An Analysis of the Enron Email Dataset

Introduction to the Dataset

https://www.kaggle.com/wcukierski/enron-email-dataset

The used dataset was obtained by the Federal Energy Regulatory Commission during its investigation of the Enron Collapse. The dataset encompasses approximately 500,000 emails from over 150 employees of the Enron Corporation.

After a decade of prosperous growth for the company during the 1990s, Enron came under pressure from both shareholders and the company's executives to increase profits to their once high-numbers.

In order to attempt to hide expenses, and make profits seem higher than they actually were, executives relied on an accounting technique called "Mark-to-market". This is unfortunately illegal. In addition to this the company began to move its more risky and troubling divisions of the corporation to "Special Purpose Entities" (SPEs). This is also unfortunately illegal as it made Enron's losses look much less than they were in reality.

By mid 2001 a number of analysts had begun to dig into Enron's financial reports and uncover these massive discrepencies. First an internal investigation would be launched, then an investigation by the Security and Excange Commission (SEC), all while Enron's share prices continued to take from a mid-2000 high of 90 dollars to less than one dollar by the end of 2001.

On December 2nd, 2001, Enron officially filed for Chapter 11 Bankruptcy, along with this many executives were indicted. During the impending investigation did the emails that compose this dataset come to light.

Notes with the Dataset

Due to its peculiar nature, as will be shown below, I neither had traditional research questions nor normal numeric outputs for most of my code. Most of the challenge in working with this dataset came in transforming the monstrous 'message' column into a usable dataframe.

I chose this dataset by reccommendation from Dr. Bixler. I had originally intended to work with a dataset that was similar in structure but instead focused on spam in text messages. That one however, was quite short, and he directed my attention instead to this dataset.

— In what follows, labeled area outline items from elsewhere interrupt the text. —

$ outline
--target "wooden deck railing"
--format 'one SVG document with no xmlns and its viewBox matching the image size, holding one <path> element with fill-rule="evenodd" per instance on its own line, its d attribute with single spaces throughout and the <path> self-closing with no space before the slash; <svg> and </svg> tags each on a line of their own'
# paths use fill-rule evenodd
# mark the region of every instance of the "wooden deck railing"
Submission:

Although it seems that there would be a considerable amount of ethical questions over the use of this dataset, I will simply choose to reflect those questions. This dataset was originally retrieved as part of an investigation by the SEC and other government bodies. This information only came to light as a response to their wrong-doing, so I really don't feel bad about going through these people's personal information.

Initialization of Dataset

This is a relatively simple dataset for a project like this, as it only has two columns. The difficulty however, comes in cleaning up the message column.

As shown above this column is composed of thousands of long, messy, strings. These strings contain nearly all the data about the email, including the ID, date, Sender, Reciever, and Subject, in a semi-organized manner.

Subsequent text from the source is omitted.